So, when does Yaffs mark a block bad? Yaffs will mark a block bad if a read or write operation fails or if three ECC errors are detected. A block that is marked bad is retired from use, thus improving the robustness of the file system. This policy is suitable for SLC flash. MLC policies are under development.

Further, NAND flash cells can sometimes be disturbed (corrupted) by NAND activity and charge loss. These errors are corrected by error correction codes (ECC) which may be implemented in hardware, software drivers, or within Yaffs itself. Again, any flash file system lacking effective ECC handling is unsuitable for NAND flash.

Yaffs1 mode can use either the built in ECC or use ECC provided by the driver or hardware.

Since Yaffs2 mode is designed for a wider range of devices, it does not provide ECC internally but requires that the driver provide the ECC.

The ECC code supplied with Yaffs (yaffs_ecc.c) is the fastest C code implementation of a Smart Media compatible ECC algorithm that we are aware of. This code will correct any single bit error within a 256-byte data block and detect 2 errors per 256-byte data block. This is sufficient error correction to provide very high reliability on most SLC-type NAND flash.

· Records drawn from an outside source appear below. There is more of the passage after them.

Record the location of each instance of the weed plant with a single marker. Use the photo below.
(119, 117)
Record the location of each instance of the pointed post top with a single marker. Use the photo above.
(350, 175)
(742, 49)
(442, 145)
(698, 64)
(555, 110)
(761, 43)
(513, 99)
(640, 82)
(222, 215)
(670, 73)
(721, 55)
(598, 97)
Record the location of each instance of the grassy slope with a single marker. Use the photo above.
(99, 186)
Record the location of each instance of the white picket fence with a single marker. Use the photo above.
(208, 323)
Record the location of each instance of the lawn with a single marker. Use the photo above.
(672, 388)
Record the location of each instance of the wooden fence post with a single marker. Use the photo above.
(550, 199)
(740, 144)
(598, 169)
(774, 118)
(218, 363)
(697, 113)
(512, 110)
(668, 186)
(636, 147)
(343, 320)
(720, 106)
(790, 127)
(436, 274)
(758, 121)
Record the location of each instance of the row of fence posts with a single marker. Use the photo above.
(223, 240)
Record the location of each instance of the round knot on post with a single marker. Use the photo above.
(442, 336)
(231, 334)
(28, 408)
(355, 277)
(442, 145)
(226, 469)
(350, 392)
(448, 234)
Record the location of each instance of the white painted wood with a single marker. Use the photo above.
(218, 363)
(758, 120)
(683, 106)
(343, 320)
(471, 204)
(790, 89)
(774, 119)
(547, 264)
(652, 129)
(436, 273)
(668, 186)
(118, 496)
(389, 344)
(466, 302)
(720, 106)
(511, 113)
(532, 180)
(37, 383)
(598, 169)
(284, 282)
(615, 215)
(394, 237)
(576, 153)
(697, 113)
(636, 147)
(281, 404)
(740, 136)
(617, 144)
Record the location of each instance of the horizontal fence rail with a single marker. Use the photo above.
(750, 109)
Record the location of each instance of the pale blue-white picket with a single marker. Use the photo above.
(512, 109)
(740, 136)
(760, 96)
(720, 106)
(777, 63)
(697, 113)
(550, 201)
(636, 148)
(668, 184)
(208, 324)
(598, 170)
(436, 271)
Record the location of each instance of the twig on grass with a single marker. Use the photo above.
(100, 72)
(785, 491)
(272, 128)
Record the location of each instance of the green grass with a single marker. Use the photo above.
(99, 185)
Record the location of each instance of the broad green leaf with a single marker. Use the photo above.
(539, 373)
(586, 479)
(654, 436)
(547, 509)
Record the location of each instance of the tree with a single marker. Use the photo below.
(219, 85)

For a more complete description of failure handling, please refer to the Yaffs error mitigation document.

12 RAM structures

While it is theoretically possible to use a log structured file system with very few RAM structures, this would provide reduce performance. Thus, significant RAM data structures are required to store enough information to provide sufficiently high performance.

Before we jump in, it is a good idea to first figure out what purpose the RAM structures serve. The main structures are defined in yaffs_guts.h and their main purposes, are :

  • Device/partition: This is named yaffs_dev. This is required to hold information relating to a Yaffs “partition” or “mount point”. Using these, rather than globals, allows Yaffs to simultaneously support multiple partitions and partitions of different types. In fact, almost other data structures mentioned here are part of, or accessed via, the structure.

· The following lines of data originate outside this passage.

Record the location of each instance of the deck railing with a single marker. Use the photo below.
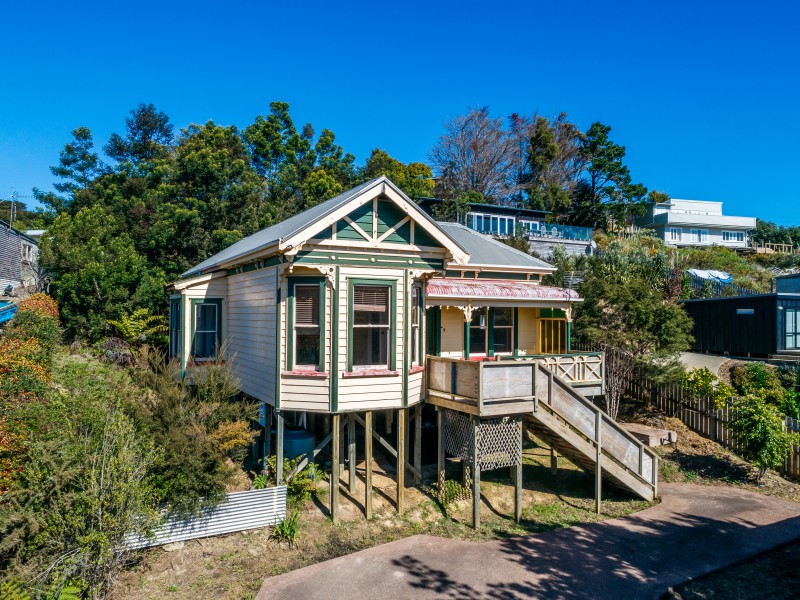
(507, 384)
(576, 368)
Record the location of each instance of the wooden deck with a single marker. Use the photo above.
(506, 386)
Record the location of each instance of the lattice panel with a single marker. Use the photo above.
(499, 440)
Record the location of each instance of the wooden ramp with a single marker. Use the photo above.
(585, 434)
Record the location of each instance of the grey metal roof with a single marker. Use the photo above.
(484, 250)
(270, 235)
(293, 225)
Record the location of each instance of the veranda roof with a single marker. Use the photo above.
(440, 291)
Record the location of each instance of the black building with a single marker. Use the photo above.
(763, 325)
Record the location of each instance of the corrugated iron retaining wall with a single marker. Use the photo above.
(239, 511)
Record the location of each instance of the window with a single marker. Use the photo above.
(416, 319)
(792, 328)
(477, 332)
(503, 331)
(491, 331)
(175, 327)
(733, 236)
(206, 326)
(307, 338)
(371, 323)
(552, 336)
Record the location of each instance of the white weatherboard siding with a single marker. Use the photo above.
(251, 331)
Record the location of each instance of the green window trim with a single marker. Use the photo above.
(290, 333)
(392, 285)
(194, 304)
(175, 325)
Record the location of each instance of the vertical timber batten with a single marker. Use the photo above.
(335, 469)
(406, 334)
(278, 344)
(334, 390)
(368, 464)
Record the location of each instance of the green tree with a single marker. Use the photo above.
(148, 137)
(634, 325)
(606, 193)
(78, 166)
(454, 210)
(96, 272)
(415, 179)
(761, 433)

  • NAND Block Information: This is named yaffs_block_info and holds the current state of the NAND blocks. Each yaffs_dev has an array of these.

  • NAND Chunk Information: This is a bitfield attached to the yaffs_dev that holds the current in-use state of each chunk in the system. There is one bit per chunk in the partition.

  • Object: This is named yaffs_obj and holds the state of an object (see section 3). There is one of these for each object in the file system, where an object is one of a regular file, directory, hard link, symbolic link or special link. There are different variants of yaffs_Objects to reflect the different data required for these different object types. Each object is uniquely identified by an obj_id.

  • File structure: For each file object, Yaffs holds a tree which provides the mechanism to find the data chunks in a file. The tree consists of nodes called yaffs_tnode (tree nodes).

  • Directory structure: The directory structure allows objects to be found by name. The directory structure is built from a doubly-linked list that is rooted in the directory and binds together the sibling objects within a directory.

  • Object number hash table: The object number hash table provides a mechanism to find an object from its obj_id. The obj_id is hashed to select a hash bucket. Each hash bucket has a doubly-linked list of objects that belong in this hash bucket, as well as a count of the objects in the bucket.

  • Cache: Yaffs provides a read/write cache that significantly improves performance for short operations. The size of the cache can be set at run-time.

The usage of these structures is described in more detail below.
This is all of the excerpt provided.